Title

The relationship between marital attachment and caregiver depression in older couples facing major medical illness

Date of Award

1999

Degree Type

Dissertation

Degree Name

Doctor of Philosophy (PhD)

Department

Marriage and Family Therapy

Advisor(s)

Dean M. Busby

Keywords

Caregiver, Depression, Marital attachment, Older couples

Subject Categories

Family, Life Course, and Society | Medicine and Health Sciences | Mental and Social Health | Social and Behavioral Sciences | Sociology

Abstract

Caring for an ailing spouse is a challenging and stressful endeavor, particularly in later-life and when illness threatens to take away a long-term companion. Depression often renders caregiving spouses unable to provide the care needed, and dramatically decreases the quality of life of both partners. The purpose of this study was to identify individual and relationship characteristics associated with depressive symptomatology in caregivers. Adult Attachment Theory and a family-based model of depression (Coyne, Downey, & Boergers, 1992) were used to frame the study.

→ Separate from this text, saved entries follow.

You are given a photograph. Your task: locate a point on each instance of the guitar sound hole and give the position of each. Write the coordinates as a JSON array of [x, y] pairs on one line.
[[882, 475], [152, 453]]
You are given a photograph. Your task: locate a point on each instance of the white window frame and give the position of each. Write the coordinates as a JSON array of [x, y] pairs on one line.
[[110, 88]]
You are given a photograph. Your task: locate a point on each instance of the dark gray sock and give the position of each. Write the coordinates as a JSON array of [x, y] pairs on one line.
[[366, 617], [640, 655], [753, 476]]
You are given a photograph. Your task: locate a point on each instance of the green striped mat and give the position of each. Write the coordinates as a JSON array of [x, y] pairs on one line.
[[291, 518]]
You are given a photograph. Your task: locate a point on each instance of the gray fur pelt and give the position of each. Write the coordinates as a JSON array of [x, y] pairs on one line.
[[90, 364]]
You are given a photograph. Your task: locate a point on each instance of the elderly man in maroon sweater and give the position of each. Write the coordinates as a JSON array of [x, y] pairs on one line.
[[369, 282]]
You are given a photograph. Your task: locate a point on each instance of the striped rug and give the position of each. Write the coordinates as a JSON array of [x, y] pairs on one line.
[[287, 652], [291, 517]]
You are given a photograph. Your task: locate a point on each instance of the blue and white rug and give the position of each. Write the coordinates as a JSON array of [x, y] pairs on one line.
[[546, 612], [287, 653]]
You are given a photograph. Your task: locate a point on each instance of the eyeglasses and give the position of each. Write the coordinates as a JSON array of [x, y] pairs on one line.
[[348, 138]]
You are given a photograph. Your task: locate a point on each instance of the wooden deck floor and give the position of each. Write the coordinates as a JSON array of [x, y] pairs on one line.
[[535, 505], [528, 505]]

A sample of 52 couples were recruited based on one partner's recent diagnosis of Alzheimers Disease, cancer, or a stroke. Couples were asked to complete the Beck Depression Inventory (Beck, Ward, Mendelsohn, Mock, & Erbaugh, 1961) and to participate in the one-hour Present Attachment Interview (Christensen, Shields, Rousseau, Sauvain, & Black, 1996). The interviews were then coded using the Present Attachment Coding System (Shields, Christensen, Young, and Anderson, 1996) for attachment-salient statements and behavior.

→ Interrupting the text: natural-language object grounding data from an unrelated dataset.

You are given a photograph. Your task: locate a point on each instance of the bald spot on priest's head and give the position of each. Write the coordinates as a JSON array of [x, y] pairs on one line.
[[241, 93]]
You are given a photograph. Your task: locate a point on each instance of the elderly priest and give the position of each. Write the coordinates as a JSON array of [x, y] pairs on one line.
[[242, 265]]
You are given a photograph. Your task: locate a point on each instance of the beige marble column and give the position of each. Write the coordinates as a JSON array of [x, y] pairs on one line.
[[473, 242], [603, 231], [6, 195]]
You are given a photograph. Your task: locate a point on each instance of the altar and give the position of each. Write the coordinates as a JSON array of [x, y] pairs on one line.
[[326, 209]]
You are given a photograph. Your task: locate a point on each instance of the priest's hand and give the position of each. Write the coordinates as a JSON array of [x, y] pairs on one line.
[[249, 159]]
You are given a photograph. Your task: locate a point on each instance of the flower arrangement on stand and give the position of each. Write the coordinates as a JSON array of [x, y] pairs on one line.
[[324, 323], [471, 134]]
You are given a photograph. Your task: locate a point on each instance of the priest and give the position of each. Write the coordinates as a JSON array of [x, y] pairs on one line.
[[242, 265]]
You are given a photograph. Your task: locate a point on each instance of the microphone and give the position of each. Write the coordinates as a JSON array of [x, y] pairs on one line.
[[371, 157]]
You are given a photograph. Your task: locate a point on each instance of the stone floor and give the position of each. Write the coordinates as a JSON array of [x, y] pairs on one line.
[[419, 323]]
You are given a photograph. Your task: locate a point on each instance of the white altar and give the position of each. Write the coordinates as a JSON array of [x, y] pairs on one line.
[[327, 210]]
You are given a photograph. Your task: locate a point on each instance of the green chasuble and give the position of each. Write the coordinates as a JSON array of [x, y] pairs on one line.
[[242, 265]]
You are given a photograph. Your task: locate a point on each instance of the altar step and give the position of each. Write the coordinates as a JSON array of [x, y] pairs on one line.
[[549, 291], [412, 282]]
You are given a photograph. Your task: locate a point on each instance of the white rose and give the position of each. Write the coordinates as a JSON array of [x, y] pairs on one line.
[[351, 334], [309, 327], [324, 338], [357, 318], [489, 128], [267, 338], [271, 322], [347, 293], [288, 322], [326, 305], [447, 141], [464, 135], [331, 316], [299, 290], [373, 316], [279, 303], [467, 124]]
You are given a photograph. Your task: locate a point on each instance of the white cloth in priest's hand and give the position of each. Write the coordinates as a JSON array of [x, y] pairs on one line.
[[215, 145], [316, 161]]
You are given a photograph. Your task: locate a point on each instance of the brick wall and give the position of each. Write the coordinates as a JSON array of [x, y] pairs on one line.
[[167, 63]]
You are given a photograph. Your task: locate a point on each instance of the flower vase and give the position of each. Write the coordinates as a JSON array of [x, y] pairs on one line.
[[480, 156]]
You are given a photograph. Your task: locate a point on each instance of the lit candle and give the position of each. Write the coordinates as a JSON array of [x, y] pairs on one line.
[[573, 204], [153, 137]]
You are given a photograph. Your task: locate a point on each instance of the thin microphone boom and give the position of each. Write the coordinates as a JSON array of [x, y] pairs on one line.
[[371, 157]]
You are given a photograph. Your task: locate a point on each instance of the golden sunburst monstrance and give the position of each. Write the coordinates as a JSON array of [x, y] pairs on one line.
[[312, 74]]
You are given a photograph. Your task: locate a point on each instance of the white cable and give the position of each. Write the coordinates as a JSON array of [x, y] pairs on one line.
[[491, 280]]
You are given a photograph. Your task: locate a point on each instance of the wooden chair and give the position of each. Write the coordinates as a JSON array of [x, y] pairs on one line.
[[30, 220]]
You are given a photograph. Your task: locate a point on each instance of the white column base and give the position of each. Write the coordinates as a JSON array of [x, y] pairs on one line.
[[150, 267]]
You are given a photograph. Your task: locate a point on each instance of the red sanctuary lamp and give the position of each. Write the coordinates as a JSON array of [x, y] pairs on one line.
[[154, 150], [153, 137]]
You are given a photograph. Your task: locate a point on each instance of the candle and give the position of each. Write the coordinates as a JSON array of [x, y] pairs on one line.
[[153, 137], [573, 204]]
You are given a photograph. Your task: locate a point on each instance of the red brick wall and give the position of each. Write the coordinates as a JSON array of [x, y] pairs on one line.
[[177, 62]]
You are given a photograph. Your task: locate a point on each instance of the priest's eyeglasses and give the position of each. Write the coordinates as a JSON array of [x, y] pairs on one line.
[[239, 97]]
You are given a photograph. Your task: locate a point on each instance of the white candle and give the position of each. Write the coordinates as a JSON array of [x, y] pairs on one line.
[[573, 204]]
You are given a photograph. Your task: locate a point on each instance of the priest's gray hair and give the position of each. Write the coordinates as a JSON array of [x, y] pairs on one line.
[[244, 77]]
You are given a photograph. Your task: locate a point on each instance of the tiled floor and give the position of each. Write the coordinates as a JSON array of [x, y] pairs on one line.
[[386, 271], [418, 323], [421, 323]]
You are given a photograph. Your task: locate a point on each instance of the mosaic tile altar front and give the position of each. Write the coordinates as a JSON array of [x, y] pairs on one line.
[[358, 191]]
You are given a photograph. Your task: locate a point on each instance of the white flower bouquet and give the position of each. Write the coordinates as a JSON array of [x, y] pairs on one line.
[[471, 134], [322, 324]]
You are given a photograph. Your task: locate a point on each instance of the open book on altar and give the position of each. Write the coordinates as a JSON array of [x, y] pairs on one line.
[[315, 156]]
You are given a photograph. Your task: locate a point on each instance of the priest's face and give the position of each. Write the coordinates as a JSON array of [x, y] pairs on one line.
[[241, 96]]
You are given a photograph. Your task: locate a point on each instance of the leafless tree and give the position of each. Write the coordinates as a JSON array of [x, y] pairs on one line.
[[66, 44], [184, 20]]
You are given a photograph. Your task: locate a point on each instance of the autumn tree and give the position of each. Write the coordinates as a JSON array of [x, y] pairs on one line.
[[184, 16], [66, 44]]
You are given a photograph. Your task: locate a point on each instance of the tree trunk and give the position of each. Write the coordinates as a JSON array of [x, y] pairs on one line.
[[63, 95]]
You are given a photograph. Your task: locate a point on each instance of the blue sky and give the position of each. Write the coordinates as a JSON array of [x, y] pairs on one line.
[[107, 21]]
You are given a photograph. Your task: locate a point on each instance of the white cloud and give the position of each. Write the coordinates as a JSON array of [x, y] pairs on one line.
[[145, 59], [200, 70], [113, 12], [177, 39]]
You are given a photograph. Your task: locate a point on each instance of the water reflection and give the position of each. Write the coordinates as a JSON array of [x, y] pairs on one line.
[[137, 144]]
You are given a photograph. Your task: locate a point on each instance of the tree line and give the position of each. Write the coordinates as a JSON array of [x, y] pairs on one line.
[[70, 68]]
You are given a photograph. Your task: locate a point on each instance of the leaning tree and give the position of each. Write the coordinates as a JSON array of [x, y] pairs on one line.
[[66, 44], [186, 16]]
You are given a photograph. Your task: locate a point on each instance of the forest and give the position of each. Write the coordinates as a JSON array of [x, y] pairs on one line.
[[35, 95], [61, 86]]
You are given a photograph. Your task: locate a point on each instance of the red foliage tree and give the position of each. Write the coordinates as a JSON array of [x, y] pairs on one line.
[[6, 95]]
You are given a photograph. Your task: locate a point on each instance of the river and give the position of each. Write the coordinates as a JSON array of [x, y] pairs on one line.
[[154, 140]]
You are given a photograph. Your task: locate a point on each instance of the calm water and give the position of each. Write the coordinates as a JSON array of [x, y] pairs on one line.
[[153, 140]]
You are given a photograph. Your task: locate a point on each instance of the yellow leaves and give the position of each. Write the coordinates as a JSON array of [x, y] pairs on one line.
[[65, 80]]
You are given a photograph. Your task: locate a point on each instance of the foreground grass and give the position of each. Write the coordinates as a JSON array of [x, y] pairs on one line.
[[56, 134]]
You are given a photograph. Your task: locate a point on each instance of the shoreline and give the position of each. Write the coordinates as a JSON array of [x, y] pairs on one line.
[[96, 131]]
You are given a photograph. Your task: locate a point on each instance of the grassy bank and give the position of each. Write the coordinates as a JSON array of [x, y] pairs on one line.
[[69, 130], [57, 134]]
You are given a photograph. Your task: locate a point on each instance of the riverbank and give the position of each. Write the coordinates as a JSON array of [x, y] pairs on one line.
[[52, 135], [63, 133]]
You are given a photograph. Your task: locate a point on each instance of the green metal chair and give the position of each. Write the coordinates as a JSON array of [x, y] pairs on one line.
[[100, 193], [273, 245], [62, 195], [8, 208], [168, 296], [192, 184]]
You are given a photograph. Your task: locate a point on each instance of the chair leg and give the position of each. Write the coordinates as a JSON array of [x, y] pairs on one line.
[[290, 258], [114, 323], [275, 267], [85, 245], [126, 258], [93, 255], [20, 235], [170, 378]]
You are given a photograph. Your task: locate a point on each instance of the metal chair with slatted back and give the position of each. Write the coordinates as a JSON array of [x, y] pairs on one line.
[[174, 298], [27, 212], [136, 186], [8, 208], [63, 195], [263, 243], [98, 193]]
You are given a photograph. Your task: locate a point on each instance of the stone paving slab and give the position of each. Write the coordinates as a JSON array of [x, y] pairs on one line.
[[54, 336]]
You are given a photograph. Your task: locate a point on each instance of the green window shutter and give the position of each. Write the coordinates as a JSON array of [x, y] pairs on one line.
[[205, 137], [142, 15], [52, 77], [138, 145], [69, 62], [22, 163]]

It was initially proposed that a secure model of attachment would provide a buffer against depressive symptomatology, and that anxious and avoidant internal models would be associated with either escalation or dysregulation of affect in the couple.

Regression results indicated caregivers' reported level of depressive symptoms are most strongly related to caregivers' anxious and avoidant attachment statements and behaviors. Caregiver anxious attachment is related positively to caregivers' depressive symptoms, and caregivers' avoidant scores are negatively related. Ill spouses' secure attachment is negatively associated with caregiver depression, but only when ill spouse characteristics were considered separately from caregiver attachment variables.

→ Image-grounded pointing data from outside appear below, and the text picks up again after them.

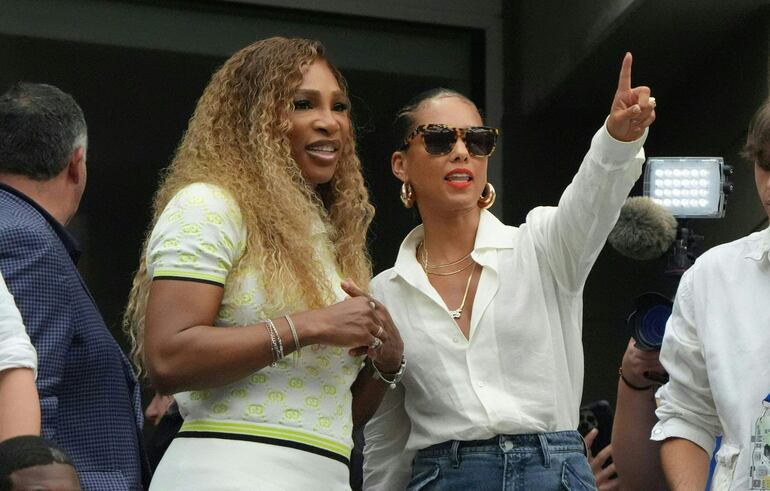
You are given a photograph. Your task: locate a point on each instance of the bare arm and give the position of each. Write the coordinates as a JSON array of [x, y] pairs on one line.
[[19, 404], [637, 458], [368, 391], [184, 351], [685, 464]]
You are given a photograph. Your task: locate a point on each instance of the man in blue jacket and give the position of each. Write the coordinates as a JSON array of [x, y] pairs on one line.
[[89, 395]]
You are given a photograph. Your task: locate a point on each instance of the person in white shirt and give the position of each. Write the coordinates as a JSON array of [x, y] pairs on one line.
[[490, 314], [715, 351], [19, 403], [239, 307]]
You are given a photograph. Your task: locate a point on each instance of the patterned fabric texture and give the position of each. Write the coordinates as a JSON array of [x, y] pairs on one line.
[[89, 395], [200, 236]]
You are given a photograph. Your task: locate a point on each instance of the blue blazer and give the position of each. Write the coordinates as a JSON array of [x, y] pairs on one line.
[[89, 395]]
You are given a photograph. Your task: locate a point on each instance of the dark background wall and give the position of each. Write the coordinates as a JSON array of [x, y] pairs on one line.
[[137, 69], [707, 64]]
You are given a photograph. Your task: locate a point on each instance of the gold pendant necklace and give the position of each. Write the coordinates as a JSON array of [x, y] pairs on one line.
[[456, 313]]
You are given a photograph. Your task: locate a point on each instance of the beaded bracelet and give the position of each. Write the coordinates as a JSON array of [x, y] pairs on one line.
[[275, 342], [294, 335], [629, 384], [394, 377]]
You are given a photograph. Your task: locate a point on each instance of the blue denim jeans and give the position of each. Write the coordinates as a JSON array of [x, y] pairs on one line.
[[541, 462]]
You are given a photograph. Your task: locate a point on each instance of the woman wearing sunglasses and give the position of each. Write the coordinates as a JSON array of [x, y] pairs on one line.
[[237, 307], [491, 314]]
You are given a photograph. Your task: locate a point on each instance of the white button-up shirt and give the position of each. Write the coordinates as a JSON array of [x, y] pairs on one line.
[[16, 351], [521, 370], [717, 352]]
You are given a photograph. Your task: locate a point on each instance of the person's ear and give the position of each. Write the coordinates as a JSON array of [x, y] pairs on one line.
[[398, 165], [76, 169]]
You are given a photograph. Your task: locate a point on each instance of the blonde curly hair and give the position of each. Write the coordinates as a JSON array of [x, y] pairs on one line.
[[238, 139]]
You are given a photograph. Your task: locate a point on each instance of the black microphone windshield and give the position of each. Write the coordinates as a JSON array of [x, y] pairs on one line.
[[645, 230]]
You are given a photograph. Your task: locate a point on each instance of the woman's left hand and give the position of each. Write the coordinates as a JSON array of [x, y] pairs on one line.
[[633, 110], [388, 355], [606, 477]]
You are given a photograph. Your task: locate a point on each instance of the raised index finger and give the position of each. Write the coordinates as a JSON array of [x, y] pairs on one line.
[[624, 82]]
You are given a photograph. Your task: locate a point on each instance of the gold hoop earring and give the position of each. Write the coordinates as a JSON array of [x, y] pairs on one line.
[[487, 201], [407, 195]]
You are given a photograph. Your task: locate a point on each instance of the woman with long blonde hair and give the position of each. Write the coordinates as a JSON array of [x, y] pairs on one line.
[[238, 306]]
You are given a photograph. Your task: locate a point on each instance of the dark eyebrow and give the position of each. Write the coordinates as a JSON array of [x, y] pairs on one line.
[[316, 93]]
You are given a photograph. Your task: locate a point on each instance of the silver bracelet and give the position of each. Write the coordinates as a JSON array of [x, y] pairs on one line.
[[297, 346], [275, 342], [394, 377]]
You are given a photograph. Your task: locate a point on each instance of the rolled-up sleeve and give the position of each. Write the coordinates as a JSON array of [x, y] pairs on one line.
[[16, 350], [685, 405]]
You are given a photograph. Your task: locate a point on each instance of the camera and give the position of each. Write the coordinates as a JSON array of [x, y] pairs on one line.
[[648, 320]]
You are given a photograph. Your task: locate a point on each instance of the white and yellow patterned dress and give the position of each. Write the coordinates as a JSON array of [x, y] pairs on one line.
[[282, 427]]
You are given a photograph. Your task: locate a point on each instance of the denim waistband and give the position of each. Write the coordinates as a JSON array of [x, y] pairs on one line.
[[556, 441]]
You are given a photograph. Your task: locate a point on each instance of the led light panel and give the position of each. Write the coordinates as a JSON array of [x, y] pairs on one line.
[[688, 187]]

The pairing of couples' attachment characteristics were also examined. Each partner was assigned a predominant attachment style, and partner styles were matched. In a regression of gender, caregiver style, ill spouse style, and interaction-of-styles, only the interaction was significant. Couples' styles were matched and grouped by pairings to test the hypothesis that different pairings of attachment scores are associated with different levels of caregiver depression. Couples with an anxious caregiver and couples with mutual avoidance show significantly higher rates of depression than other couples.